NATIONAL JOURNAL LOOKS AT POSSIBLE AG SECRETARY UNDER ROMNEY, OR SECOND OBAMA TERM... With the presidential election just weeks away, the guessing game of possible Cabinet changes if Obama wins, or a new Romney Cabinet, has begun. National Journal (NJ), a respected Washington weekly magazine, has taken a look at this topic. For USDA's top spot, they say that with the farm bill stalled in Congress, the current Ag Secretary, Tom Vilsack, has taken on a higher profile than normal, "and the administration doesn’t seem to be afraid to put him front and center." Vilsack spoke at the Democratic National Convention in August. NJ says there is "more than a good chance that Vilsack will be sticking around." If not, possibilities include former Democratic Sen. Blanche Lincoln of Arkansas, and retiring Sen. Kent Conrad of North Dakota. Another wildcard possibility, depending on how his election goes, would be Democratic Sen. Jon Tester of Montana, who is in a very close reelection race. If Romney wins, NJ notes the front-runner we identified months ago -- Florida Agriculture Commissioner Adam Putnam, who co-chairs the Romney's ag advisory committee with Sen. Mike Johanns (R-Neb.). Putnam served five terms representing Florida’s 12th District, sat on the House Agriculture Committee, and was elected chairman of the House Republican Conference for the 110th Congress. If not Putnam, another possibility would be Chuck Conner, the president and CEO of the National Council of Farmer Cooperatives and a former deputy secretary of Agriculture under George W. Bush. Conner also sits on the Romney advisory committee.

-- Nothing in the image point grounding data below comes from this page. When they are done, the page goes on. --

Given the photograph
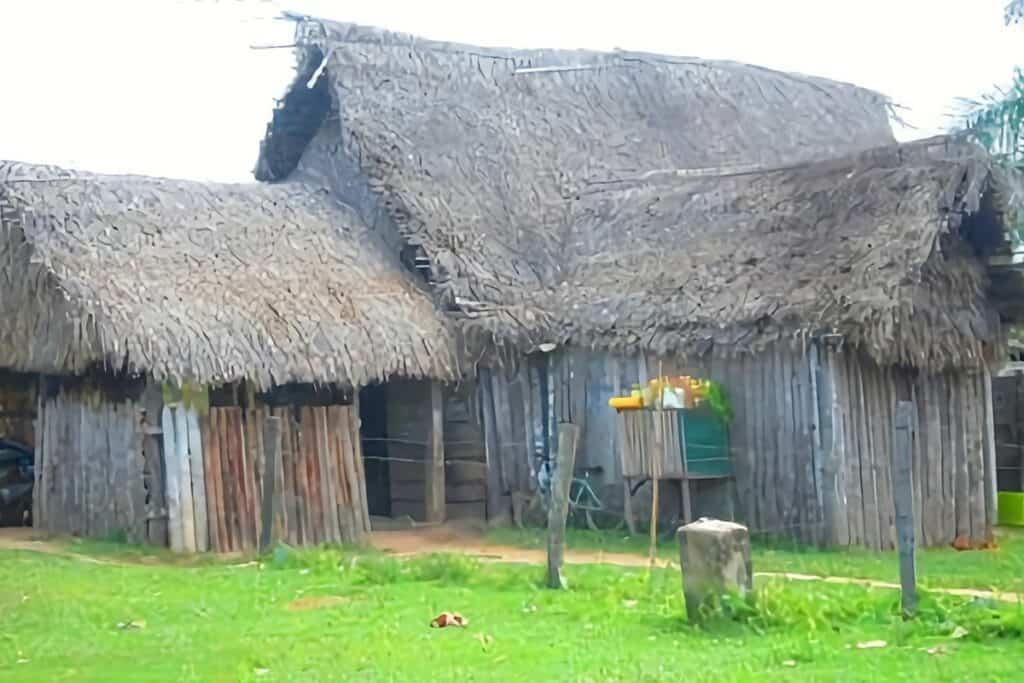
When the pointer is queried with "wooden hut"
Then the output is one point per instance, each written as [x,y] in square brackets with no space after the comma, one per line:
[162,324]
[635,211]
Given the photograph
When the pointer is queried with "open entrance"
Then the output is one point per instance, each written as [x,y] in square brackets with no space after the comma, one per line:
[17,411]
[373,415]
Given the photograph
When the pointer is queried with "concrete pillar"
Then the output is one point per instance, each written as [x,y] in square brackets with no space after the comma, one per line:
[715,556]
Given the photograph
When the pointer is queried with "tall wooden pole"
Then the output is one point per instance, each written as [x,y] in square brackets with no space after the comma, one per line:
[561,480]
[903,502]
[271,445]
[435,458]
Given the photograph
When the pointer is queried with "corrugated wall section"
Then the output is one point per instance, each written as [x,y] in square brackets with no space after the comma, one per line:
[91,472]
[951,464]
[810,440]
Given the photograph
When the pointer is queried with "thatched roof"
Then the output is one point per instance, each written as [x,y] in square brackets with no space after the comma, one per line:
[634,201]
[205,283]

CME GROUP IN INFORMAL TALKS ON TRIMMING GRAIN TRADING HOURS... CME Group is in "fairly informal" talks with the grain industry on the possibility of reducing grain trading hours, a source with knowledge of the talks told Reuters. The source says CME Group will soon survey market users for input and is considering moving back to a 1:15 p.m. CT close, although no change in trading hours would come prior to Jan. 1.

COF REPORT TO SHOW FEEDLOT INVENTORIES TIGHTENING... Traders expect USDA's Cattle on Feed Report to show On Feed at 97.8%, Placements at 85.0% and Marketings at 89.8% of year-ago levels. Typically expectations for a sharp reduction in Marketings would be a warning sign, but with feedlot inventories tightening and September Placements expected to be well below year-ago, feedlots can afford to be a little less diligent with Marketings without major ramifications.

WAITING ON CASH CATTLE TRADE... With USDA's Cattle on Feed Report out this afternoon and given the $5 to $6 spread between bids and asking prices in the Plains, active cash cattle trade is not likely until this afternoon. Cash sources are still anticipating higher cash prices compared with last week's mostly $125 trade unless futures plunge sharply.

SHARP DROP IN PORK CUTOUT... The pork cutout value dropped 92 cents Thursday, which may prompt more talk of a short-term top, especially from those who are most concerned about that happening. But the bulk of the price pressure came in loins, which were $7.38 lower, suggesting it's still too early to call a definite top in the pork product market.

OVERNIGHT DEMAND NEWS... South Korea purchased 63,000 MT of U.S. or South American corn. Taiwan tendered for 104,000 MT of U.S. wheat. Tunisia tenders for 50,000 MT of optional origin durum wheat. India tendered to sell 100,000 MT of wheat.